I just mentioned “intention” in an attempt to better describe that I attempted to optimize the execution of the fixation as best as what a viewer can perform and can contribute.

Actually all I do is very simple: fixation right in the sense as it’s used in gaze interaction for activating specific modes, and as a differentiation against smooth pursuit eye movements and saccades.
So no elaborate algorithms beyond scanning the data stream for maximum position deltas, as absolute values as well as in relation to time stamp deltas.

What i need is
1) just the signal that is triggered when the user “fixates” a spot (effectively: not moving the gaze), which i want to measure by an assumed *very* low average gaze velocity in coincidence with a *very* limited variation of current gaze coordinates
2) and i need to determine, whether the user’s gaze is executed “at about the same speed” as the visual stimulus has.

Unfortunately both fail:
1) At low SPEM velocities the measured velocities are “not so much different” from what I measure for the fixations, so state transitions are hard to detect.
2) The discrete velocities of the fixations and the SPEM data exhibit random more or less frequent occurrences of peaks with almost absurd amplitudes which are hundreds or even thousands of percentage beyond what the average is of the measured signal.

As the sampling rate is non-uniform, calculations of velocities are obviously more a guessing game, i am well aware of this.
But if the signal would just exhibit that degree of noise I described as “jitter” at the beginning (which is surely a result of the combination of the eye’s physiological micro oscillations and the fact of the non uniform time deltas), that guess would perfectly fit my needs.

Unfortunately, this tolerable noise is superposed by those peaks, result of super low timestamp deltas every now and then.

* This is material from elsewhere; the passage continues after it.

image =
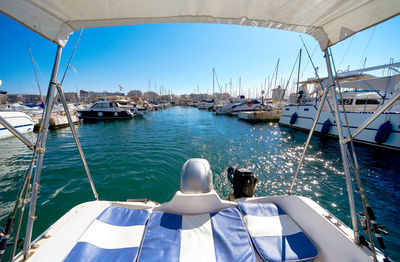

Very high amplitudes. but not easily filtered out by typical filters used for removing outliers.
I tried every commonly used filter type, and all their permutations of coefficient settings, but the result is not good enough to have it generating reliable triggers.

What I now wonder and currently seems to be the crucial point (according to my current understanding):
what causes the eye tracker to raise the sampling frequency so substantially (because that seems to me to be the explanation for the brief timestamp delta), if the gaze situation actually is as stationary as it practically and physiologically can get?

– Is it because of the device internal data processing requirements (e.g. cache lines that need to be flushed, or s.th. similar),
– or may it be an electronical issue,
– or is there s.th. that I simply did not realise/recognize and that would have to be taken into account?

As for the license: I am aware of TOBII’s licensing terms and believe to comply with them, as i don’t store the data even in temporary arrays.
All the data is scanned on the fly.
Just scanning the data stream for triggers…

If no one else has similar experiences, I would be left to have to consider, that this issue is simply an irregularity which can’t be tackled, and eventually is not relevant to deeper investigate, as it does not reflect any fundamental concept one would have to understand and consider to understand and cure the phenomenon.